Why is it worth bringing up this one video among millions? Because it exemplifies perfectly the dominant intellectual fault of our age. We see changes in fashion and mistake them for advances toward Truth. We honestly believe that Mathew Brady would have made his pictures with the flat, even lighting of today’s commercial portraits if only he had had the technology. Because of that belief, we reject the past as largely worthless. Any deviation from our current aesthetic or moral standards is a deviation from what is true and correct, and a sign of the ignorance of past ages. This is not an attitude unique to our age, of course; note how the up-to-date modern photographer of 1897 regards cone lights as “monuments of folly.” But our age seems more determined to repudiate the past than the people of 1897 were.

Dr. Boli has taken the trouble in this one instance to show you why it is reasonable to say that those past ages were not ignorant. They knew what they were doing. Most of what they were doing was wrong, of course; but most of what we do today is wrong, too, so we have no excuse for smugness. We went into our wrongness with open eyes. We chose it. We knew what we were doing.

If you would like to know more about what photographers of the past did to make what they, in their laughable ignorance, considered a good picture, you can start at the page on Photography in our Eclectic Library.

HIRING AN ILLUSTRATOR.

henry-clay-frick-reduced

Henry Clay Frick, by our staff artist.

It is embarrassing to admit how much certain parts of the library have been neglected over the years. Dr. Boli often runs across books that have escaped the catalogue, hats or cloaks that have been misplaced for years, wandering packs of coyotes, and other phenomena that would probably not be found there if the staff were more carefully supervised. Just the other day, looking for a folio of engravings of well-known varieties of beets, he came across a man who proved to be an artist who had misplaced himself in the Flemish Renaissance department. This artist, invited at one time to use the library for his research, had been wandering in there for some years, subsisting by filching snacks left unguarded by the staff; but Dr. Boli’s appearance encouraged him to reveal himself and ask directions to the exit.

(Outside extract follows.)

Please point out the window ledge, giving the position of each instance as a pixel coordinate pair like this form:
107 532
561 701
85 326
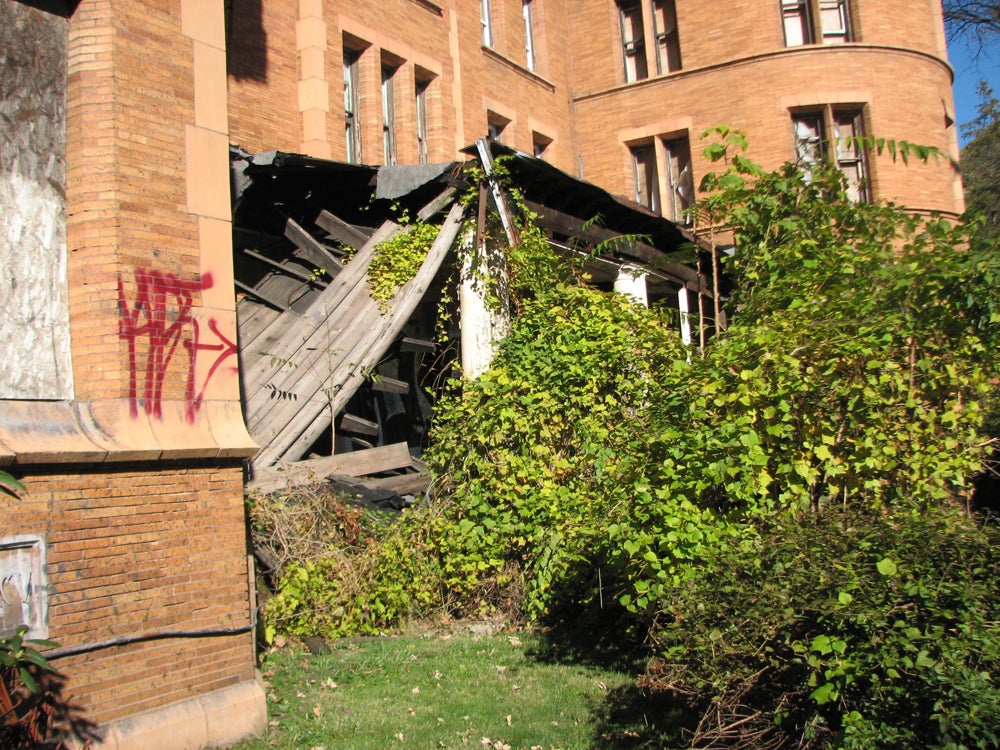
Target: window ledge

Feeling somewhat responsible for the man, Dr. Boli asked him whether he had any prospects for remunerative employment in a world that has doubtless changed a good deal since the man last saw it. The artist responded by taking up paper and pencil and dashing off a very tolerable likeness of the industrialist Henry Clay Frick, expressing confidence that Frick would be happy to commission a full-size portrait.

To this Dr. Boli was not sure how to respond. He delicately hinted that Frick was perhaps no longer in a position to make such commissions. Taking the hint, the artist asked directly whether Mr. Frick had passed on to his reward. Dr. Boli replied that he hoped the Deity was more merciful than that, but that in any case Mr. Frick had passed on, and that modern robber barons were less likely to commission portraits in oils. At this revelation the man seemed so nonplussed that Dr. Boli decided to offer him a position in his own celebrated publishing empire. It will be good to have a staff illustrator to toss off an occasional sketched portrait when an article demands one, and the artist may now continue to live in the Flemish Renaissance section of Dr. Boli’s library, on the assurance that he will not be disturbed as long as he cleans the cracker crumbs out of the folios before he shelves them again.